На импровизированную сценическую площадку уже не на дощатом помосте, а прямо посреди «зрительного зала» выбежали два актера, которые несли в руках, так чтобы видели зрители – остальные хориновцы – транспарант с надписью большими буквами «ЕЩЕ ДО ОТЛЕТА В РИГУ», что указывало на время, в которое происходила эта маленькая под-сценка. Руководитель «Хорина», Господин Радио, пояснял:
– Еще до того, как мы поехали в Ригу, один из нас сказал… Да!

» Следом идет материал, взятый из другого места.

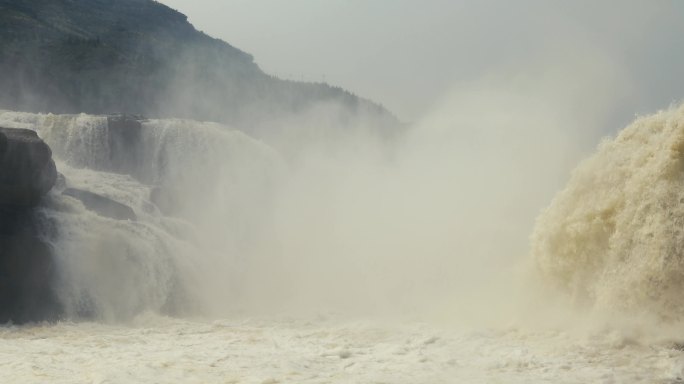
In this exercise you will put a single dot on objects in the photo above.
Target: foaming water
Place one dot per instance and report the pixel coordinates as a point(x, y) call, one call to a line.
point(613, 239)
point(218, 182)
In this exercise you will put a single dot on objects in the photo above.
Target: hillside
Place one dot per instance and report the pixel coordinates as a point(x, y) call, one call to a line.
point(142, 57)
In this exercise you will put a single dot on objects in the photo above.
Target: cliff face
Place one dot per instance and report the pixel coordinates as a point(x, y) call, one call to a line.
point(141, 57)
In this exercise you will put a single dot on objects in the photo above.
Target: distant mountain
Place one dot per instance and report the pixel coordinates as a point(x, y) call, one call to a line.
point(142, 57)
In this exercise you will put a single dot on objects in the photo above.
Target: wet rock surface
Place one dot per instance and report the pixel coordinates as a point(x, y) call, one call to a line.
point(27, 270)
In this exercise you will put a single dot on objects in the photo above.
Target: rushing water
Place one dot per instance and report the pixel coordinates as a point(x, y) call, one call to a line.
point(190, 291)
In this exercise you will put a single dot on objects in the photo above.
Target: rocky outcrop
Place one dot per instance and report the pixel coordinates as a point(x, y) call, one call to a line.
point(27, 173)
point(27, 170)
point(103, 206)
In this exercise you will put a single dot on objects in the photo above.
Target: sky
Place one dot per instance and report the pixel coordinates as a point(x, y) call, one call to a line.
point(409, 54)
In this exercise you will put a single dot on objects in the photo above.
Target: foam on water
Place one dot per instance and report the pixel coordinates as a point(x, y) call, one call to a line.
point(613, 239)
point(114, 269)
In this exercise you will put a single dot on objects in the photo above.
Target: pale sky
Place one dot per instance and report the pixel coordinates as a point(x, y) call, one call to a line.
point(407, 54)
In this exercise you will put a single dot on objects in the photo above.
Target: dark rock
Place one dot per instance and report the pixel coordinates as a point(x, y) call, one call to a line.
point(27, 269)
point(27, 171)
point(104, 206)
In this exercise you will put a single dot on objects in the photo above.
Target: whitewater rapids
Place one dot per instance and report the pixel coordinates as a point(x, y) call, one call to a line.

Сейчас мы в эдакой сценической форме напомним вам про те необыкновенные слова, которые он нам сказал. Действительно, они стали девизом всего нашего хора, да и что греха таить, каждого из нас.
– Кто сказал? Что сказал?.. Кто сказал?.. Что сказал?.. – доносились многократно повторенные вопросы из толпы участников хора, стоявших и сидевших вокруг импровизированной «сценической площадки» посредине хориновского зала.
– А вот он сказал! – воскликнул руководитель «Хорина» и жестом фехтовальщика, заведя одну руку назад и подняв ее кверху, пальцем правой показал на актера во фраке, белой манишке, лаковых штиблетах (точно таких же, как и у наблюдавшего за всем этим представлением Томмазо Кампанелла) и греческой театральной маске, разумеется, словно делая ему укол шпагой. – Он, именно он, тот, который сейчас очень голоден и собирается из-за этого продать фрак, который мы ему выдали, между прочим, совершенно бесплатно в качестве театрального костюма.
– О! Да я, кажется, размножаюсь! А еще совсем недавно я репетировал свою роль на сцене «Хорина» в полном одиночестве! – воскликнул Томмазо Кампанелла. И добавил уже тихо, обращаясь к одной лишь женщине-шуту, которая обернулась и посмотрела на него пристально:
– Тем лучше. Значит меня не станет мучить совесть, если я оставлю хориновскую костюмерную без единственного в ней фрака.
– Не вздумайте! – мрачно произнесла женщина-шут и отвернулась.
– Кто-нибудь… Кто-нибудь… Кто-нибудь отведет меня в театр?! – плаксивым голосом потребовал подросток в пальтишке. – Я там хоть погреюсь, потому что мне холодно очень!
Но на него просто не обратили теперь внимания. Потому что в самый центр импровизированной сценической площадки вышла маска, одетая в черный фрак, белую манишку и лаковые ботинки.
Маска произнесла:
– Послушайте, я, Томмазо Кампанелла, находясь в трезвом уме и здравой памяти, провозглашаю веру в чудесное и быстрое избавление основной теорией жизни «Хорина». Причем каждый из вас должен верить в это чудесное избавление истинно, самозабвенно, до безумия! Во-вторых, я провозглашаю эмоцию, настроение самым главным моментом нашего бытия. Ведь кошмар и есть прежде всего эмоция, плохое, ужасное настроение. И в-третьих – я верю в мистическую силу декораций. Недаром, мы в театре. Итак – занавес! И давайте же строго следовать этим правилам!